The sweeping anti-democratic character of the legislation has led to a toothless protest by parliament’s Joint Committee on Human Rights. Its chair, Labour MP Dr Hywel Francis, urged that universities be exempted from a duty to counterterrorism as this would seriously restrict academic freedom of speech. “Lack of legal certainty over the definitions of terms such as ‘extremism’ referred to in the draft guidance on the use of the power means that universities will not know with sufficient certainty whether they risk being found in breach of the new duty,” the committee said, and this will have a “seriously inhibiting effect on bona fide academic debate.”

The MPs and peers on the committee also write of “a very real risk that the human rights of UK nationals will be violated” by the home secretary’s new power to issue exclusion orders that will be in operation for up to two years.
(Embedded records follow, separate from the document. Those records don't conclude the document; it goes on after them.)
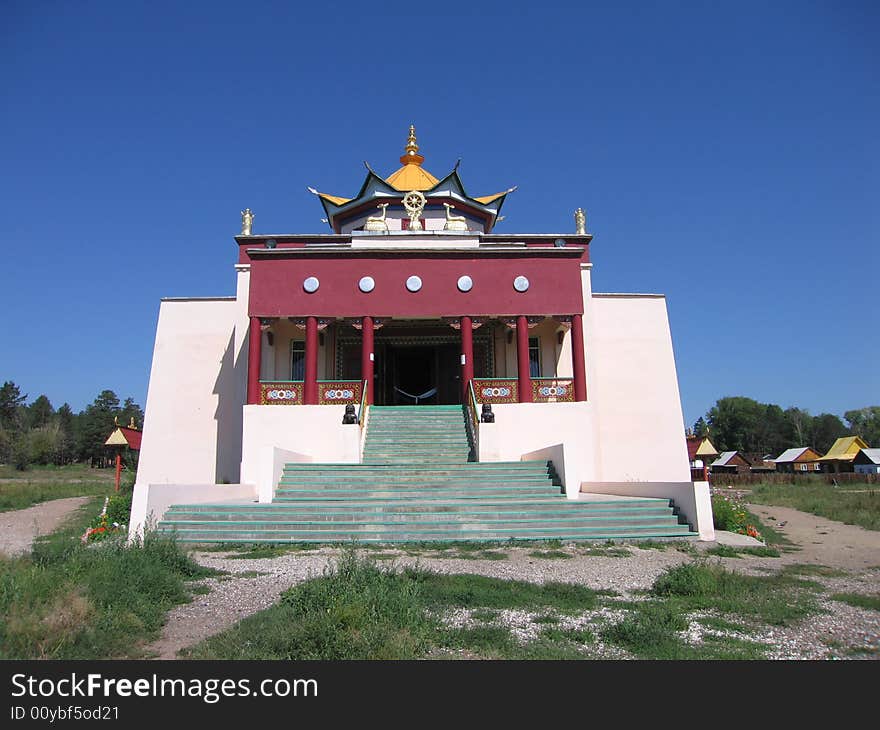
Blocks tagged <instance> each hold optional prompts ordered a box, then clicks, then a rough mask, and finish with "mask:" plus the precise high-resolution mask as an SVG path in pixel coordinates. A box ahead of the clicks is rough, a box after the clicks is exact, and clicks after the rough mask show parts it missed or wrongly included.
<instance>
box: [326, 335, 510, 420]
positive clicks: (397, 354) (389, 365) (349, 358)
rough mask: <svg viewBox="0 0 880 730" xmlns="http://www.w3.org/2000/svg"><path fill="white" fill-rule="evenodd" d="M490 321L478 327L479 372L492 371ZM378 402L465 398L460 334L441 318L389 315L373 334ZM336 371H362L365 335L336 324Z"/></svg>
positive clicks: (358, 374) (394, 403)
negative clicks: (420, 317) (437, 320)
mask: <svg viewBox="0 0 880 730" xmlns="http://www.w3.org/2000/svg"><path fill="white" fill-rule="evenodd" d="M490 332H491V326H490V325H484V326H483V327H481V328H480V329H479V330H476V331H475V332H474V377H477V378H484V377H490V376H491V373H492V372H493V369H494V368H493V352H492V347H491V335H490ZM373 351H374V353H375V361H374V368H375V381H374V382H375V386H374V387H375V393H374V403H375V404H376V405H385V406H390V405H406V406H413V405H456V404H459V403H461V334H460V333H459V331H458V330H455V329H453V328H451V327H450V326H449V325H448V324H445V323H440V322H437V321H412V320H410V321H406V320H389V321H386V323H384V324H383V326H382V327H381V328H380V329H377V330H376V332H375V335H374V344H373ZM335 359H336V377H337V378H340V379H344V380H353V379H356V378H359V377H361V372H360V370H361V368H360V360H361V336H360V333H359V332H357V331H355V330H354V329H353V328H352V327H350V326H347V325H343V324H341V323H340V325H338V326H337V328H336V358H335Z"/></svg>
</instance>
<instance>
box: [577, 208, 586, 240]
mask: <svg viewBox="0 0 880 730" xmlns="http://www.w3.org/2000/svg"><path fill="white" fill-rule="evenodd" d="M574 232H575V233H576V234H578V235H581V236H582V235H584V234H586V232H587V215H586V213H584V209H583V208H578V209H577V210H576V211H575V212H574Z"/></svg>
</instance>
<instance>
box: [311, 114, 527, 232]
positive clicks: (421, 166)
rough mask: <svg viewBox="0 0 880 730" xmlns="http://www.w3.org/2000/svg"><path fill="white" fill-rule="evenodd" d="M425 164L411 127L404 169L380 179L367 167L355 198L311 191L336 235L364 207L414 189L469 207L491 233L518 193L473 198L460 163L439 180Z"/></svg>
mask: <svg viewBox="0 0 880 730" xmlns="http://www.w3.org/2000/svg"><path fill="white" fill-rule="evenodd" d="M424 161H425V158H424V156H423V155H420V154H419V145H418V143H417V141H416V130H415V126H414V125H410V128H409V139H408V140H407V144H406V147H405V149H404V153H403V155H401V157H400V162H401V165H402V166H401V167H400V168H398V169H397V170H395V171H394V172H392V173H391V174H390V175H389V176H388V177H387V178H382V177H380V176H379V175H377V174H376V173H375V172H374V171H373V170H372V168H370V166H369V165H367V177H366V178H365V179H364V182H363V185H361V189H360V190H359V191H358V193H357V195H355V197H353V198H346V197H342V196H339V195H331V194H329V193H323V192H320V191H318V190H316V189H315V188H311V187H310V188H309V192H311V193H314V194H315V195H317V196H318V199H319V200H320V201H321V205H323V206H324V212H325V213H326V214H327V223H328V224H329V225H330V227H331V228H332V229H333V230H334V231H336V232H337V233H339V232H340V231H341V225H340V223H339V221H340V219H342V218H345V217H347V214H349V213H355V212H356V211H358V209H360V208H361V207H362V206H363V207H365V208H372V207H375V206H372V205H370V203H371V202H372V201H374V200H376V199H388V198H398V197H400V196H401V194H402V193H407V192H410V191H413V190H418V191H419V192H421V193H423V194H424V195H425V196H426V197H427V198H428V199H431V198H435V199H438V198H448V199H454V200H456V201H458V202H460V203H465V204H467V205H468V206H469V207H471V208H473V209H474V210H475V211H477V212H479V213H482V214H483V217H484V218H486V219H487V224H486V228H485V232H486V233H489V232H490V231H491V230H492V227H493V226H494V225H495V223H496V222H497V221H498V217H499V213H500V211H501V206H502V205H503V204H504V199H505V198H506V197H507V195H508V194H509V193H512V192H513V191H514V190H516V187H512V188H509V189H507V190H505V191H503V192H500V193H494V194H492V195H483V196H479V197H474V198H472V197H471V196H469V195H468V194H467V192H466V191H465V188H464V185H463V184H462V182H461V178H460V177H459V176H458V163H456V164H455V167H454V168H453V170H452V172H450V173H449V174H448V175H446V176H445V177H444V178H442V179H438V178H437V177H435V176H434V175H432V174H431V173H430V172H428V171H427V170H426V169H425V168H424V167H422V163H423V162H424ZM365 164H366V163H365Z"/></svg>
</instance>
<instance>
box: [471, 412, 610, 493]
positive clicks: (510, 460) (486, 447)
mask: <svg viewBox="0 0 880 730" xmlns="http://www.w3.org/2000/svg"><path fill="white" fill-rule="evenodd" d="M492 411H493V413H494V414H495V423H481V424H480V428H479V449H480V461H520V460H523V459H526V460H528V459H544V458H546V459H548V460H550V461H553V465H554V467H556V470H557V471H558V472H559V476H560V477H561V478H562V482H563V484H564V485H565V493H566V495H567V496H568V497H569V499H577V495H578V493H579V492H580V485H581V482H583V481H585V480H588V479H589V480H595V479H598V478H599V476H598V474H597V473H596V467H595V460H594V454H593V452H592V451H591V449H590V448H589V445H590V443H592V441H593V433H592V432H593V429H594V422H595V416H594V409H593V406H592V404H591V403H589V402H587V403H500V404H496V405H493V406H492ZM536 452H541V453H540V454H537V455H536ZM551 452H552V454H554V455H556V456H555V458H554V456H552V455H549V454H551ZM558 460H559V461H561V462H562V463H561V464H560V463H557V461H558Z"/></svg>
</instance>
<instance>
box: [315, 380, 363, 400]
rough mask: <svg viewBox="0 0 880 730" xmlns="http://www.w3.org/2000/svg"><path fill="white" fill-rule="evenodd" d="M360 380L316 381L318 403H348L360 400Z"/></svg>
mask: <svg viewBox="0 0 880 730" xmlns="http://www.w3.org/2000/svg"><path fill="white" fill-rule="evenodd" d="M361 387H362V383H361V381H360V380H333V381H323V382H319V383H318V405H321V406H330V405H338V404H340V403H341V404H343V405H348V404H349V403H354V404H357V403H360V402H361Z"/></svg>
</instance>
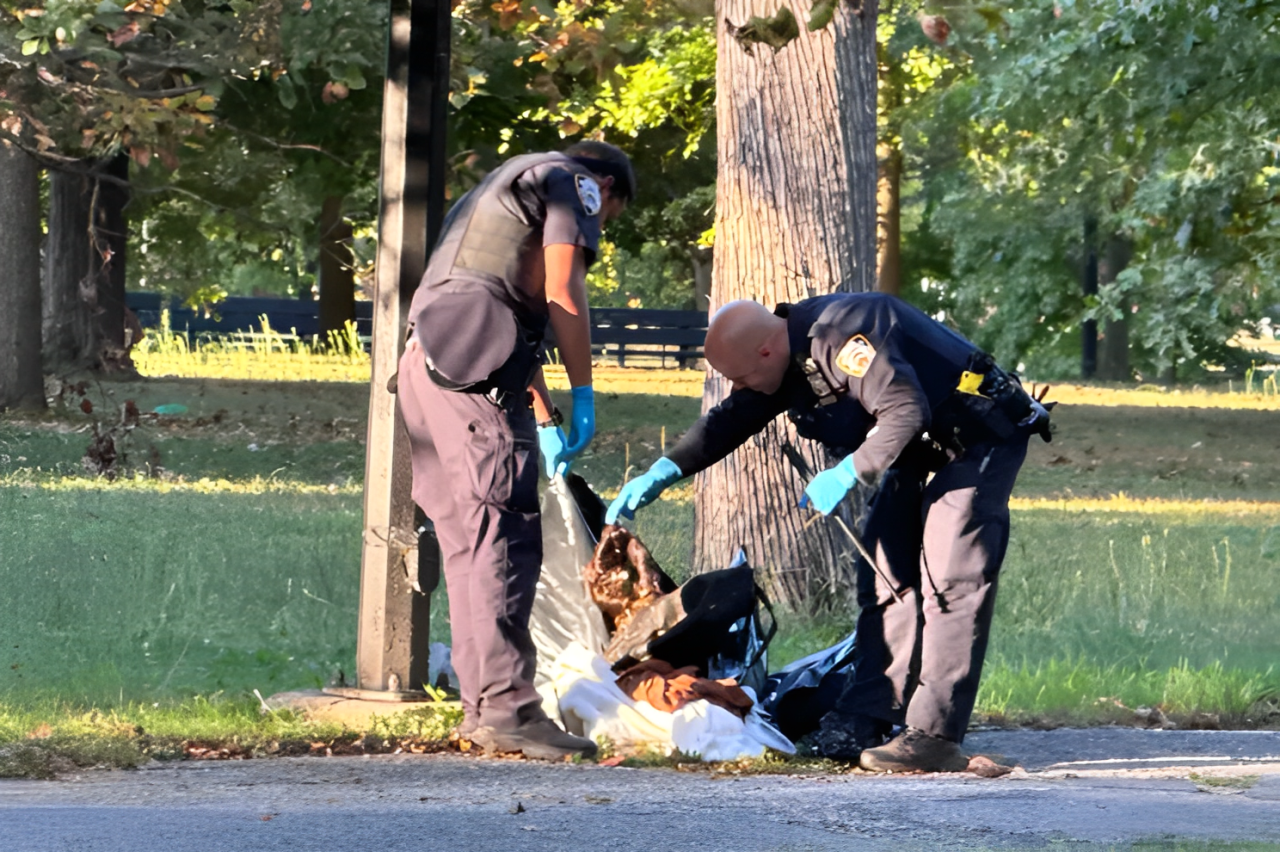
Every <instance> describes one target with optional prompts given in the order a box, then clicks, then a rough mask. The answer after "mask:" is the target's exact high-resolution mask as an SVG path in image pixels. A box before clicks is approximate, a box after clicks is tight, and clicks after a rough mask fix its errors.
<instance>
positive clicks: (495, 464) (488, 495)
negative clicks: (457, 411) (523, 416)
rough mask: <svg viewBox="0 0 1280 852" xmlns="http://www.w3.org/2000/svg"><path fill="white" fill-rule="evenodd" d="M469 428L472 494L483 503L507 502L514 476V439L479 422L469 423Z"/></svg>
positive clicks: (466, 455) (468, 467)
mask: <svg viewBox="0 0 1280 852" xmlns="http://www.w3.org/2000/svg"><path fill="white" fill-rule="evenodd" d="M467 431H468V432H470V434H468V436H467V446H466V459H467V475H468V476H470V478H471V491H472V494H475V496H476V498H477V499H479V500H480V501H481V503H497V504H504V503H507V500H509V499H511V489H512V480H513V475H515V458H513V457H512V444H511V438H509V436H508V435H504V434H502V432H498V431H495V430H494V429H493V427H492V426H489V425H488V423H484V422H480V421H472V422H471V423H468V425H467Z"/></svg>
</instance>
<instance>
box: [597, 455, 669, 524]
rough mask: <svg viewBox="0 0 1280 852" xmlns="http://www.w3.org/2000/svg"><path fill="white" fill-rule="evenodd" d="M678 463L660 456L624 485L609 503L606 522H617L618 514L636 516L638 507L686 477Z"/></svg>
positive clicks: (604, 513) (635, 516)
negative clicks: (649, 465)
mask: <svg viewBox="0 0 1280 852" xmlns="http://www.w3.org/2000/svg"><path fill="white" fill-rule="evenodd" d="M684 476H685V475H684V473H681V472H680V468H678V467H676V463H675V462H672V461H671V459H669V458H659V459H658V461H657V462H654V463H653V464H652V466H650V467H649V469H648V471H645V473H644V475H641V476H637V477H636V478H634V480H631V481H630V482H627V484H626V485H623V486H622V493H621V494H618V496H617V498H616V499H614V500H613V503H611V504H609V510H608V512H605V513H604V522H605V523H617V522H618V516H620V514H621V516H622V517H623V518H634V517H636V509H640V508H644V507H646V505H649V504H650V503H653V501H654V500H657V499H658V495H659V494H662V493H663V491H666V490H667V487H668V486H669V485H672V484H673V482H676V481H677V480H680V478H681V477H684Z"/></svg>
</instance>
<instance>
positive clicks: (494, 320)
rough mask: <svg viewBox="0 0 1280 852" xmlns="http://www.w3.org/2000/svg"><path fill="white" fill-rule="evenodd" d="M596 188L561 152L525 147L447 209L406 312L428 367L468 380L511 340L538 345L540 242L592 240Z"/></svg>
mask: <svg viewBox="0 0 1280 852" xmlns="http://www.w3.org/2000/svg"><path fill="white" fill-rule="evenodd" d="M602 203H603V196H602V192H600V188H599V184H598V183H596V182H595V178H593V177H591V174H590V171H588V169H586V168H585V166H582V165H581V164H579V162H577V161H575V160H573V159H571V157H568V156H567V155H563V154H526V155H522V156H517V157H512V159H511V160H507V161H506V162H503V164H502V165H500V166H498V168H497V169H494V170H493V171H490V173H489V175H486V177H485V179H484V180H481V182H480V184H479V185H476V187H475V188H474V189H471V191H470V192H467V193H466V194H465V196H462V197H461V198H460V200H458V201H457V203H454V205H453V207H452V210H449V215H448V216H445V219H444V225H443V228H442V230H440V238H439V241H438V242H436V244H435V248H434V249H433V252H431V258H430V262H429V265H428V269H426V274H425V275H424V276H422V283H421V285H420V287H419V288H417V292H416V293H415V294H413V303H412V306H411V307H410V315H408V320H410V322H411V324H412V325H413V329H415V334H416V335H417V338H419V342H420V343H421V345H422V349H424V352H425V353H426V357H428V361H429V363H430V366H431V367H433V368H434V370H435V371H436V372H438V374H439V375H442V376H444V377H445V379H448V380H449V381H454V383H458V384H466V383H476V381H481V380H484V379H485V377H486V376H489V375H492V374H493V372H494V371H497V370H498V368H499V367H500V366H503V365H504V363H506V362H507V361H508V358H509V357H511V354H512V352H513V349H515V348H516V347H517V344H518V345H521V347H524V349H526V351H527V349H534V351H536V349H538V347H539V344H540V343H541V339H543V333H544V330H545V327H547V317H548V311H547V293H545V284H547V281H545V264H544V260H543V248H545V247H547V246H553V244H570V246H579V247H581V248H582V249H584V252H585V253H586V262H588V265H590V264H591V262H593V261H594V260H595V255H596V252H598V251H599V242H600V220H599V212H600V205H602Z"/></svg>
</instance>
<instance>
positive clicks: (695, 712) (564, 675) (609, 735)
mask: <svg viewBox="0 0 1280 852" xmlns="http://www.w3.org/2000/svg"><path fill="white" fill-rule="evenodd" d="M540 665H541V664H540ZM544 673H545V675H547V681H545V682H544V683H543V684H541V686H540V687H539V692H540V693H541V695H543V706H544V707H558V709H559V720H561V723H562V724H563V725H564V729H566V730H567V732H568V733H572V734H576V736H579V737H586V738H589V739H599V738H602V737H603V738H608V741H609V742H612V743H613V745H614V746H616V747H618V748H644V747H652V748H657V750H659V751H662V752H663V753H672V752H673V751H677V750H678V751H681V752H684V753H686V755H696V756H699V757H700V759H701V760H707V761H713V760H739V759H741V757H759V756H760V755H763V753H764V750H765V748H773V750H774V751H781V752H783V753H787V755H794V753H795V746H794V745H792V743H791V741H790V739H787V738H786V737H783V736H782V734H781V733H778V730H777V729H776V728H773V727H772V725H771V724H769V723H767V722H765V720H764V718H763V716H762V715H760V713H759V710H758V709H756V707H755V706H754V701H755V695H754V693H753V692H751V691H750V690H748V688H744V690H742V692H744V693H745V695H746V696H748V697H749V698H751V701H753V706H751V709H750V710H749V711H748V713H746V715H745V718H741V716H739V715H737V714H735V713H731V711H728V710H726V709H723V707H719V706H716V705H714V704H712V702H709V701H707V700H705V698H699V700H695V701H690V702H689V704H686V705H684V706H682V707H680V709H678V710H676V711H675V713H666V711H663V710H658V709H657V707H654V706H653V705H650V704H649V702H648V701H636V700H635V698H632V697H631V696H628V695H627V693H626V692H623V691H622V690H621V688H620V687H618V684H617V675H616V674H614V673H613V670H612V669H611V668H609V661H608V660H605V659H604V658H603V656H602V655H600V654H593V652H591V651H589V650H588V649H586V647H585V646H584V645H581V643H577V642H575V643H571V645H570V646H568V647H566V649H564V650H563V651H562V652H561V655H559V656H557V658H556V660H554V661H553V663H552V664H550V665H547V667H545V670H544Z"/></svg>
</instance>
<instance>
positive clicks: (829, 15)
mask: <svg viewBox="0 0 1280 852" xmlns="http://www.w3.org/2000/svg"><path fill="white" fill-rule="evenodd" d="M838 4H840V0H814V3H813V6H810V8H809V24H808V26H809V32H817V31H818V29H822V28H823V27H826V26H827V24H829V23H831V19H832V18H833V17H835V14H836V6H837V5H838Z"/></svg>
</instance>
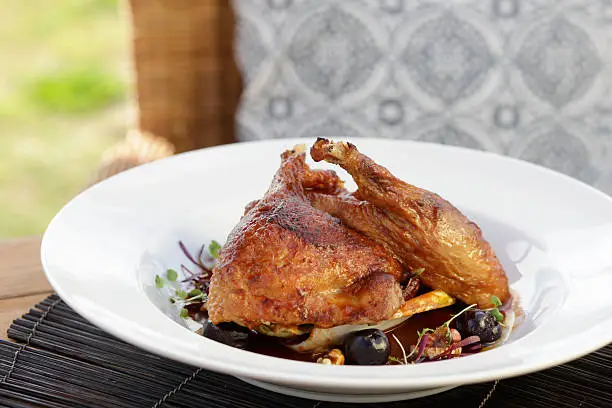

But this will in all probability end with some essentially meaningless promise of an as yet unspecified form of judicial oversight.

MI5 has made clear that Parker’s speech was in fact already planned and written weeks ago. The bill now under discussion was likewise long in preparation, as were the measures to permanently legalise mass bulk data retention. But the Paris murders allowed Chancellor George Osborne, then Cameron, to pledge additional resources and powers—in addition to the £100 million funds provided over just the past few weeks.

Accompanying the new package of repressive measures are efforts to specifically target the Muslim population. Culture Secretary Sajid Javid, a Muslim, told BBC Radio 5 Live, “The lazy answer, I think, from people out there, is to say that [the Paris attack] had got nothing whatsoever to do with Islam and Muslims and that should be the end of that part of the debate. That is lazy and that would be wrong.”

He then told Sky News, “All communities can do more to try and help deal with terrorists, try and help track them down. But I think it is absolutely fair to say that there is a special burden on Muslim communities because whether we like it or not these terrorists call themselves Muslims.”

Javid said of the government’s anti-terror legislation, “There have been a number of measures to de-radicalise and prevent radicalisation in the first place, and the question is, does it need to be tougher? I think the answer is yes.”

Yesterday, Cameron’s official spokesman walked through the door opened by Javid, stating that he was correct and that Muslim families in Britain are seeing a “small number of their relatives” travelling abroad and joining radical groups … it is that community whose religion is being warped.”